Membanggakan!!! Kerja Keras BPPRD Minsel Raup PAD 17,3 Miliar Untuk Kas Daerah

Minsel,Sulutlink.com- Kerja keras Badan Pengelola Pajak dan Retribusi Daerah (BPPRD) Kabupaten Minsel dalam mengumpulkan pundi-pundi Pendapatan Asli Daerah (PAD) di tahun 2019 telah membuahkan hasil yang membanggakan, dengan meraup Rp 17,372,825,236 atau 99,81 persen.

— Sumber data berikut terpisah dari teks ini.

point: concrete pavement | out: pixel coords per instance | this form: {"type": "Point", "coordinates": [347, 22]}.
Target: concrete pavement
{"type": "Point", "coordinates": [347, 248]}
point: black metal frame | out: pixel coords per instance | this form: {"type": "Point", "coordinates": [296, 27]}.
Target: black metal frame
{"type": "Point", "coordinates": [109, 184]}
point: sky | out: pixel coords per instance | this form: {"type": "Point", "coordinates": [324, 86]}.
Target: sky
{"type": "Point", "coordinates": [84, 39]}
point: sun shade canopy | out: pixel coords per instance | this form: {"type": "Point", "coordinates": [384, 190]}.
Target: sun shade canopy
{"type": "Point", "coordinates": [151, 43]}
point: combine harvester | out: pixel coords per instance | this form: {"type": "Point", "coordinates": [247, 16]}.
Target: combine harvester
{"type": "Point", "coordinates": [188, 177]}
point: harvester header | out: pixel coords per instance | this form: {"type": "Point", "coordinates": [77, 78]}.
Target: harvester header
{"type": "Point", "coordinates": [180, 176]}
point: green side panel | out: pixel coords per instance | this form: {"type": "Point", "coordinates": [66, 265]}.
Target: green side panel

Kepala BPPRD Kabupaten Minahasa Selatan Evert Kawalo,SE kepada awak media,Jumat (24/1/2019) kepada awak media mengatakan, capaian tersebut diperoleh dari 10 jenis pajak dan retribusi mikol serta akan bertambah apabila laporan pendapatan retribusi yang dikelola oleh beberapa SKPD akan segera masuk.

Menurutnya, perolehan target anggaran setelah perubahan 2019 untuk PAD mengalami kenaikan signifikan dan ini merupakan sumbangsi masyarakat dalam hal kesadaran membayar pajak dan retribusi.

Dengan capaian tersebut menandakan bahwa program pembangunan yang dicanangkan oleh Bupati DR Christiany Eugenia Paruntu, SE berhasil dalam meningkatkan perekonomian Kabupaten Minahasa Selatan.

Berikut capaian realisasi pemasukan pajak dan retribusi di tahun 2019 :

  1. Pajak Hotel target Rp 343,085,763 realisasi Rp 419,290,679 atau 122.21 persen.
  2. Pajak Restoran target Rp 1,859,459,839 realisasi Rp 1,753,565,985 atau 94.31 persen.
  3. Pajak Hiburan target Rp 97,700,000 realisasi Rp 55,350,000 atau 56.65 persen.
  4. Pajak Reklame target Rp 285,660,250 realisasi Rp 338,294,750 atau 118.44 persen.
  5. Pajak Penerangan Jalan target Rp 6,696,729,521 realisasi Rp 6,237,320,039 atau 93.14 persen.
  6. Pajak Mineral Bukan Logam Dan Batuan Rp 1,925,556,216 realisasi Rp 2,601,813,250 atau 135.12 persen.
  7. Pajak Air Bawah Tanah Rp 248,315,000 realisasi Rp 331,735,720 atau 133.59 persen.
  8. Pajak Sarang Burung Walet Rp 8,500,000 realisasi Rp 9,000,000 atau 105.88 persen.
  9. Bea Perolehan Hak Atas Tanah dan Bangunan target Rp 2,559,168,193 realisasi Rp 2,748,977,931 atau realisasi 107.42 persen.
  10. PBB target Rp 3,361,443,947 realisasi Rp 2,849,751,882 atau 84,78 persen
  11. Retribusi Ijin Tempat Penjualan Minuman Beralkohol target Rp 20,000,000 realisasi Rp 27,725,000 atau 138 persen.